The tech allows for the separation of bioparticles down to a size of 20nm diameter which means that particles such as DNA, exosomes and viruses can be separated for analysis.
This means that diseases can be detected before any outward signs are visible and means that patients have a far better chance of recovery thanks to early treatment.
The company notes that it's developing this technology in conjunction with the Icahn School of Medicine in New York, and the first step in trialling will be to test it detecting prostate cancer in the US.

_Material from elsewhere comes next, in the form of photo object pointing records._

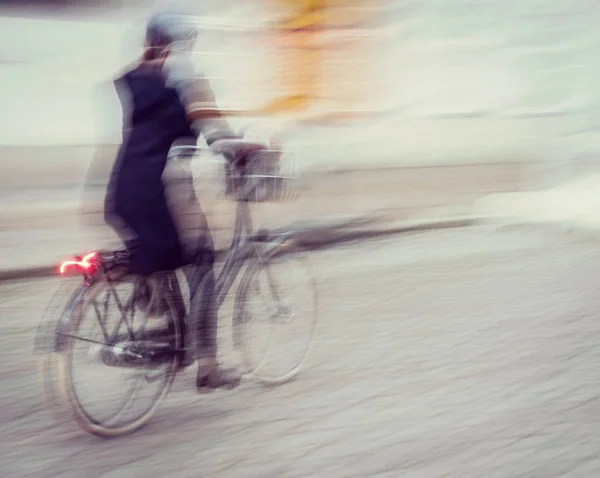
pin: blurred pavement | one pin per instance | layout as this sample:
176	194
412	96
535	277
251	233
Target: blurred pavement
454	354
40	227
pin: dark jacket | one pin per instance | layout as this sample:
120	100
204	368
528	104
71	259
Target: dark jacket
136	206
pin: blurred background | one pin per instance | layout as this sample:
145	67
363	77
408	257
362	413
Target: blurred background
410	114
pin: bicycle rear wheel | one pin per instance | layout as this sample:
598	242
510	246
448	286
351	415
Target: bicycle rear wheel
276	315
107	346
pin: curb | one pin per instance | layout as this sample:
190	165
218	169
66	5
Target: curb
308	238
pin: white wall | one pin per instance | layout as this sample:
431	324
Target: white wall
469	78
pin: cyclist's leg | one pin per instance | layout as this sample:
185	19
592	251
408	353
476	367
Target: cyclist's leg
204	320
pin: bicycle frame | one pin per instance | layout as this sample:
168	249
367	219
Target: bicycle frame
243	246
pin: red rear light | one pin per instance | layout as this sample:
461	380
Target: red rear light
85	265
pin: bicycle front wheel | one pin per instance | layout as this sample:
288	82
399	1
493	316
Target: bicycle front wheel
276	315
110	387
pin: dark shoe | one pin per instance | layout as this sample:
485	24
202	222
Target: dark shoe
212	377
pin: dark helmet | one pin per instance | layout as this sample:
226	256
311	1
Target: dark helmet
166	28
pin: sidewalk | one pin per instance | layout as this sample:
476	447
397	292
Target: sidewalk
571	206
331	208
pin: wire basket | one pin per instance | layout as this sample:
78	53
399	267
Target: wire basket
267	176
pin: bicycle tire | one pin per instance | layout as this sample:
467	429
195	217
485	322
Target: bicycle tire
241	315
78	412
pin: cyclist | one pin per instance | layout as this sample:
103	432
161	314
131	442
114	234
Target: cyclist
164	101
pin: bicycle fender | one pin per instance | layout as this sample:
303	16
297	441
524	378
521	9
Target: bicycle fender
65	323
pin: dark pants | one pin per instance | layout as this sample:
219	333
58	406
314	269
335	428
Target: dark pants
165	242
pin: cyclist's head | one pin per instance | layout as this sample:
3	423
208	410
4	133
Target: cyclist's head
168	31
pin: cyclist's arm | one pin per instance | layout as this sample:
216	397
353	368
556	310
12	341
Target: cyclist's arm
198	98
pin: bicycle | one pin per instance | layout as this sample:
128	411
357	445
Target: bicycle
157	347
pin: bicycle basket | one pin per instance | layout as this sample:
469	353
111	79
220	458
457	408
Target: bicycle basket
268	175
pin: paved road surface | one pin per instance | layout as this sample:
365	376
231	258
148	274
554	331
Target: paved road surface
457	354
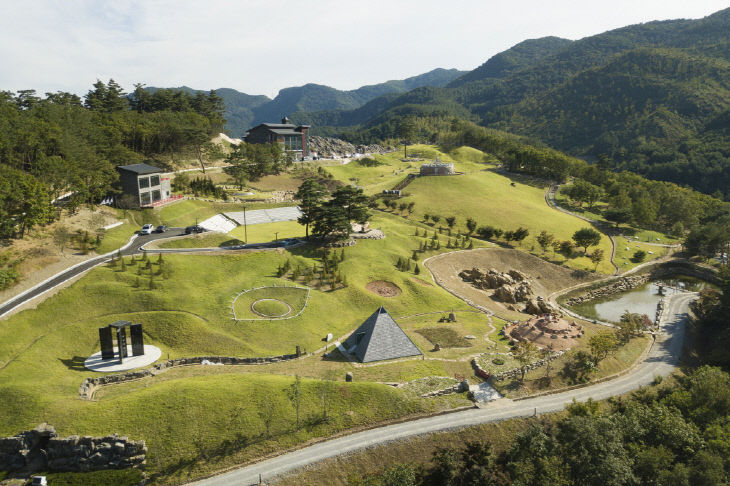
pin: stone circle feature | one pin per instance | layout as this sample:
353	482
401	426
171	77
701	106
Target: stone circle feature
269	303
545	331
267	308
383	288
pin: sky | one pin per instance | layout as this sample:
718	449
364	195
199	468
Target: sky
262	46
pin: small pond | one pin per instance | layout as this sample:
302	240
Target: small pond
641	300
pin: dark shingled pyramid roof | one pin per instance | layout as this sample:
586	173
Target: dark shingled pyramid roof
380	338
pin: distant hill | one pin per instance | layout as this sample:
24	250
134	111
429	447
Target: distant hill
515	58
244	111
652	96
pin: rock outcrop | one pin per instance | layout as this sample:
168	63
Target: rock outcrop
41	449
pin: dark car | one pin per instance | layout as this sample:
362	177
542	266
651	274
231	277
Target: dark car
194	229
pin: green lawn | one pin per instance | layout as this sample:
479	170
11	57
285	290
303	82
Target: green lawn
188	421
490	199
200	419
624	258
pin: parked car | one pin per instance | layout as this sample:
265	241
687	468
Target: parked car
194	229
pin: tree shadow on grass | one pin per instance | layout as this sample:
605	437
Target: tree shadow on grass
75	364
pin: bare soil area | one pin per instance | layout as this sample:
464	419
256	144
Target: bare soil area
42	258
545	277
384	288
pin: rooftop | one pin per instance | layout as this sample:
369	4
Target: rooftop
140	168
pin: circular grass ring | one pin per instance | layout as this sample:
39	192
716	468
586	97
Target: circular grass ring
273	308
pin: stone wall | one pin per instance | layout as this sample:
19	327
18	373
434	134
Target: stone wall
514	372
41	449
89	385
462	386
622	284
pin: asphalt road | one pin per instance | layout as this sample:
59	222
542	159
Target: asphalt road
661	360
129	249
133	247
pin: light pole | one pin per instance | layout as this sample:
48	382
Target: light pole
245	228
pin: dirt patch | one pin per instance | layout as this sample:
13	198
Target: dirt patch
384	288
545	277
422	282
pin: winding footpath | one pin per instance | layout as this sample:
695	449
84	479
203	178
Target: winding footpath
550	200
135	245
661	360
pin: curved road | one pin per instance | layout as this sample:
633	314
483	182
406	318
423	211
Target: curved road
135	245
663	357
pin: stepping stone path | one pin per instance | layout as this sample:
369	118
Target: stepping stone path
484	393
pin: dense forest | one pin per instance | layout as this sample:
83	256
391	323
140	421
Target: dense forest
62	145
243	111
653	98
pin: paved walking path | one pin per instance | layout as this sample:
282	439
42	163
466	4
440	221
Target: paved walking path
134	246
661	360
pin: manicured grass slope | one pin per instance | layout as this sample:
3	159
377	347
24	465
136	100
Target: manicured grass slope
42	350
490	199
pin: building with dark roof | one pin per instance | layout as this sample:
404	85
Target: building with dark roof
379	338
293	138
143	185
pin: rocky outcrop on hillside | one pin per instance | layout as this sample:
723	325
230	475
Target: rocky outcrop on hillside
41	449
509	287
327	147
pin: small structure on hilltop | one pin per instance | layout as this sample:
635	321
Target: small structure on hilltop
437	168
122	357
293	138
379	338
120	328
143	185
546	330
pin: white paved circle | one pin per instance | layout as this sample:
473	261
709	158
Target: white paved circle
95	363
259	313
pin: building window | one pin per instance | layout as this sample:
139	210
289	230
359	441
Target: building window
293	143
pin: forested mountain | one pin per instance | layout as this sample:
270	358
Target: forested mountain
245	111
652	97
515	58
58	144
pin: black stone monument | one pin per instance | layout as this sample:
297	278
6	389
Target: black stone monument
107	344
137	339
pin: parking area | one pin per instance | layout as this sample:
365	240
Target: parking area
259	216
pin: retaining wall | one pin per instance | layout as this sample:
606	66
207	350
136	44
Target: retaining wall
90	385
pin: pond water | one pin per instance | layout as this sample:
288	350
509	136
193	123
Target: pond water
641	300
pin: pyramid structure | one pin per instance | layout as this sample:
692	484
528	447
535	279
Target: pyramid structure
379	338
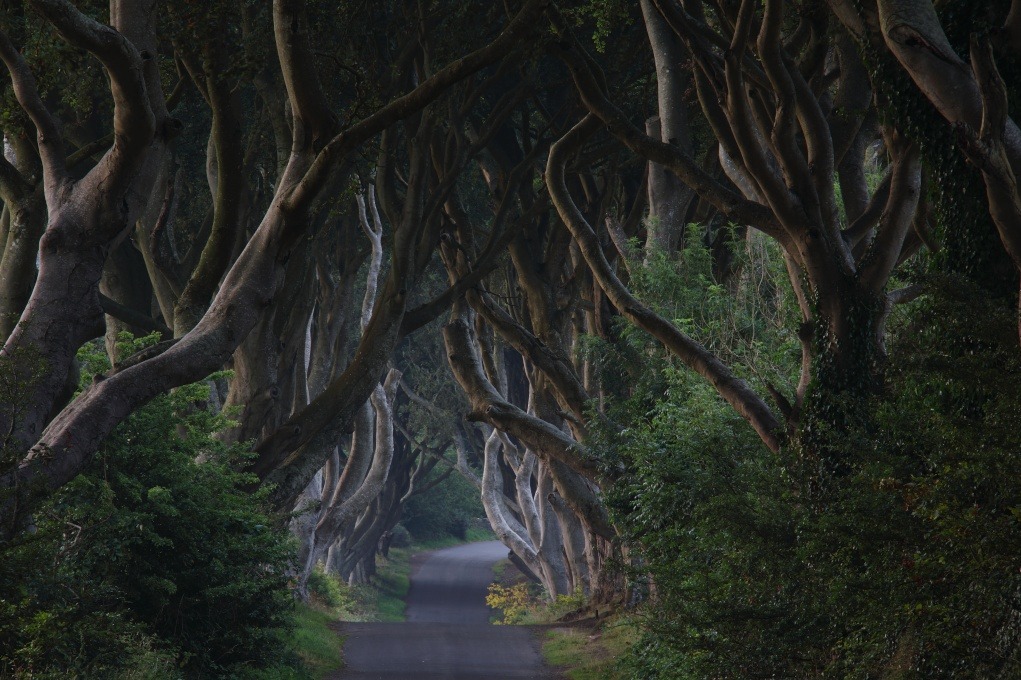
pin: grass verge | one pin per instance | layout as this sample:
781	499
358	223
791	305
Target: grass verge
383	599
315	644
587	650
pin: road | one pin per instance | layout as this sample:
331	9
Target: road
447	635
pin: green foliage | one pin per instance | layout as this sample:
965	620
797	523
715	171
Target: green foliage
446	510
906	566
148	556
525	602
513	601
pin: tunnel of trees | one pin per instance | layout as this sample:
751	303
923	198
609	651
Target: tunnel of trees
714	303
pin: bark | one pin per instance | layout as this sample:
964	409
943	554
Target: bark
734	390
669	199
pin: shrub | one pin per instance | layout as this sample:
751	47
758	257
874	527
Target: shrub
148	551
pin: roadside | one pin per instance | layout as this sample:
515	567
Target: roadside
332	602
585	648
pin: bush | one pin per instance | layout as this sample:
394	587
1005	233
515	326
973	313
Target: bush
906	563
446	510
148	554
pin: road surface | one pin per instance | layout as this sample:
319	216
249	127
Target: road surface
447	635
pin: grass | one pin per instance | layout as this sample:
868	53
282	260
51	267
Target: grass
383	599
314	643
589	653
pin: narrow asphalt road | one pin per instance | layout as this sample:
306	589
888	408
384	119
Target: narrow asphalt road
447	635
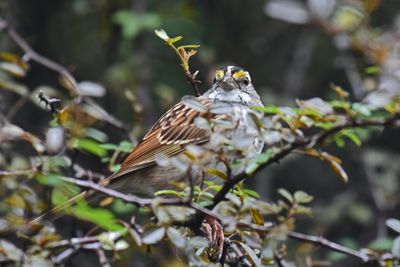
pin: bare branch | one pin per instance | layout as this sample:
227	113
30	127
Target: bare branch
317	240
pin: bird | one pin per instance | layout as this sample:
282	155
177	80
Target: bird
177	128
233	94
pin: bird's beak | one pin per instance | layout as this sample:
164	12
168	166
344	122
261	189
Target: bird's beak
227	83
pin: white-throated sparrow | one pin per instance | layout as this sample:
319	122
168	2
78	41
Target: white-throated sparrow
177	128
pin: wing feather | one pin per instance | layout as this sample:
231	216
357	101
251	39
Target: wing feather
168	135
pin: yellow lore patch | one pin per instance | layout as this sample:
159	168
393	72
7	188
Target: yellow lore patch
219	74
239	74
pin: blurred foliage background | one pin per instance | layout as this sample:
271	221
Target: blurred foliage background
292	49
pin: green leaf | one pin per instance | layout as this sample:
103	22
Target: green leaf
108	146
50	179
252	193
302	197
90	146
268	109
396	247
162	34
283	192
393	224
373	70
99	216
96	135
115	167
153	236
251	255
187	47
352	136
13	69
362	109
254	164
176	237
125	146
174	39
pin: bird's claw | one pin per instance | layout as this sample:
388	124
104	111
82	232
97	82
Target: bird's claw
214	233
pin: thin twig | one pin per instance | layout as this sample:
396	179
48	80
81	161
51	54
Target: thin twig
317	240
281	262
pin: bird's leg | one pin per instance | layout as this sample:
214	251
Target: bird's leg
214	233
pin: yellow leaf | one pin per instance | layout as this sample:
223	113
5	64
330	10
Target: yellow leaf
63	116
106	201
338	169
256	216
162	34
216	172
174	39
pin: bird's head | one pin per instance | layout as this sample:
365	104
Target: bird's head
233	84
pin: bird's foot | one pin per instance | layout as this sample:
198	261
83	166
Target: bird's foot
214	233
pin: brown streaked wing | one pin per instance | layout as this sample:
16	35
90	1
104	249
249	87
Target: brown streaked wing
173	130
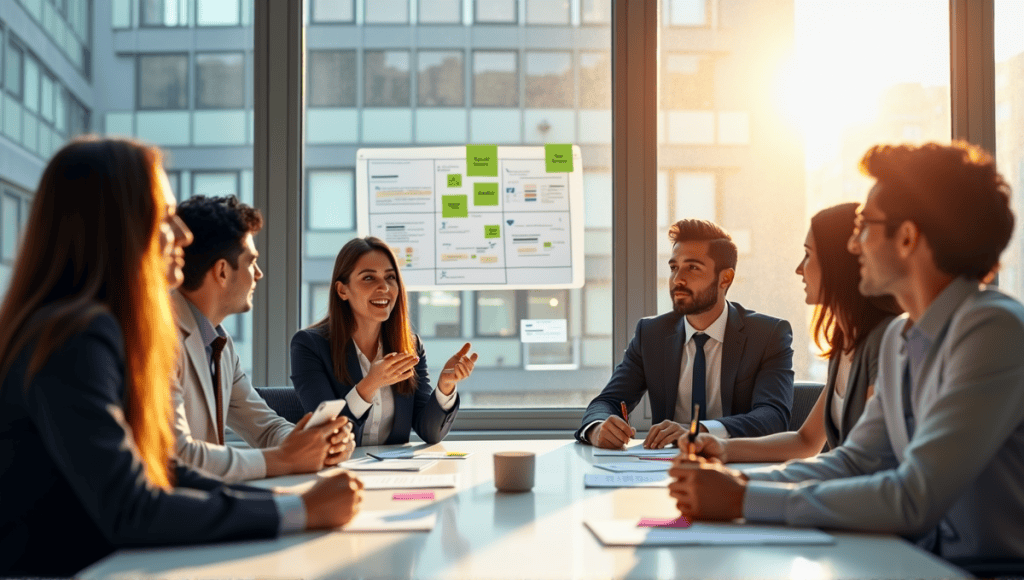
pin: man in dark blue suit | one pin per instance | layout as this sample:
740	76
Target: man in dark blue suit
734	363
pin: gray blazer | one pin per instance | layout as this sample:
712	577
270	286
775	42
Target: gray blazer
195	405
863	373
966	461
757	373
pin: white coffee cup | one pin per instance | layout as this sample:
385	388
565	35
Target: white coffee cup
514	470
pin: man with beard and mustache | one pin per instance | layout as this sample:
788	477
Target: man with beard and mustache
747	358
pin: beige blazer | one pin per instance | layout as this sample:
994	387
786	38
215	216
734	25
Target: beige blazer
195	404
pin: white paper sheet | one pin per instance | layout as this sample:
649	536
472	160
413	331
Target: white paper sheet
411	482
626	481
627	533
391	522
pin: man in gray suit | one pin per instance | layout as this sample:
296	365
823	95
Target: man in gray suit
211	389
734	363
939	452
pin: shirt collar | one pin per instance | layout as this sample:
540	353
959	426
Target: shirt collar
206	329
716	330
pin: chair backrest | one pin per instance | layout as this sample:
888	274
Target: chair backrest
805	394
284	401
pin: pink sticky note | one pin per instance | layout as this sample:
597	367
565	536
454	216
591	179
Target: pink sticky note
414	495
663	523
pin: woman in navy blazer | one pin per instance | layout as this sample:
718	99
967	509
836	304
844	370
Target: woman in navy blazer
365	351
87	347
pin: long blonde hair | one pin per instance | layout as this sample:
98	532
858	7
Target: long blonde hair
92	246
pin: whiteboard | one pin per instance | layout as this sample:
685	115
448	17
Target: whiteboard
528	234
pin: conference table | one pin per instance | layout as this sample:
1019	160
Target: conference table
483	533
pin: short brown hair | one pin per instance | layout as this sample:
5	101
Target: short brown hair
721	248
952	194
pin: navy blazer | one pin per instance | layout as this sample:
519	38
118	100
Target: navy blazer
73	488
312	375
757	373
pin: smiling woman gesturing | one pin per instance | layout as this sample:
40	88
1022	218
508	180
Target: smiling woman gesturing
365	351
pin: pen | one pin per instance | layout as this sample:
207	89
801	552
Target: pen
693	429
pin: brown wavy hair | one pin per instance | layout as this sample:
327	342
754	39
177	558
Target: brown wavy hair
396	333
841	301
92	246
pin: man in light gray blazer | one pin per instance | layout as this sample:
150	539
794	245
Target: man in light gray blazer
938	454
211	390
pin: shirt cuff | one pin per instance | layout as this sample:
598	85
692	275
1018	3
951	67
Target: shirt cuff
292	510
356	404
446	401
765	501
716	428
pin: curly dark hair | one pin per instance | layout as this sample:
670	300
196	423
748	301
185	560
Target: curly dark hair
218	224
952	194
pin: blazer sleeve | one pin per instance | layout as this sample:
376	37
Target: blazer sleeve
430	421
76	401
772	397
628	384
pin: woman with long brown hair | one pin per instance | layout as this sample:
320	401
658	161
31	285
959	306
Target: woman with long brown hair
365	351
87	347
850	325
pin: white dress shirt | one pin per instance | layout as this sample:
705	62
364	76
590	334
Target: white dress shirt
713	375
378	426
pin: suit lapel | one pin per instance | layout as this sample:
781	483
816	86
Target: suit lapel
196	353
732	354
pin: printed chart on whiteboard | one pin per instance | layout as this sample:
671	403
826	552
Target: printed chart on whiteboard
476	217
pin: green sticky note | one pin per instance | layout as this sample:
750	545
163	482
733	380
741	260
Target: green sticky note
484	194
481	161
558	158
455	206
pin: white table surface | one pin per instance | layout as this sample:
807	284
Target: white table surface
481	533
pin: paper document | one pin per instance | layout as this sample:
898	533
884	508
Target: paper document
626	481
637	451
627	533
371	464
627	466
391	522
410	482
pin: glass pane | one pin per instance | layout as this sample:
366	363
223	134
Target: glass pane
387	11
496	79
549	79
220	80
331	78
387	78
163	81
439	79
821	93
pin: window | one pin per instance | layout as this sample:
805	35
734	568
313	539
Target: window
549	79
164	12
163	81
330	200
387	11
217	12
440	78
440	11
220	80
496	79
333	11
688	82
554	12
496	11
387	78
331	78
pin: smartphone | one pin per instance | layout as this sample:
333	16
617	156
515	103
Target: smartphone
326	412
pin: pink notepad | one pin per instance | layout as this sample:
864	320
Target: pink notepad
664	523
414	495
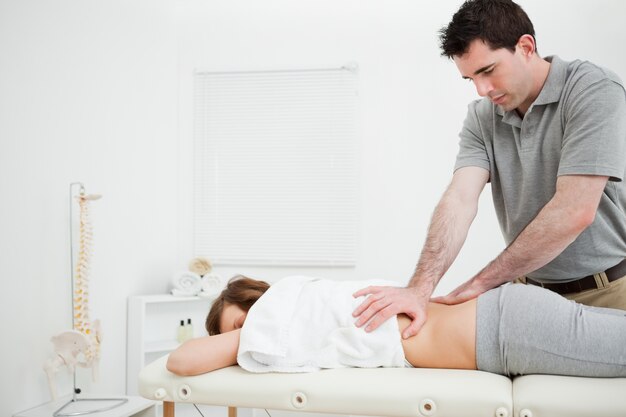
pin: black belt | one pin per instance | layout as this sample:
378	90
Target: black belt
587	283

The lab-on-a-chip can analyse liquid biopsies from patients and is capable of detecting exosomes with cancer-specific biomarkers. Exosomes, by the way, are vesicles – a small structure within a cell – which are present in bodily fluids such as saliva and urine, and they're being seen as increasingly important in the diagnosis of malignant tumours.
The big idea is to reach a situation where a simple home diagnostic chip could allow people to regularly monitor their health via urine samples.
Gustavo Stolovitzky, Program Director of Translational Systems Biology and Nanobiotechnology at IBM Research, commented: "The ability to sort and enrich biomarkers at the nanoscale in chip-based technologies opens the door to understanding diseases such as cancer as well as viruses like the flu or Zika. Our lab-on-a-chip device could offer a simple, noninvasive and affordable option to potentially detect and monitor a disease even at its earliest stages, long before physical symptoms manifest."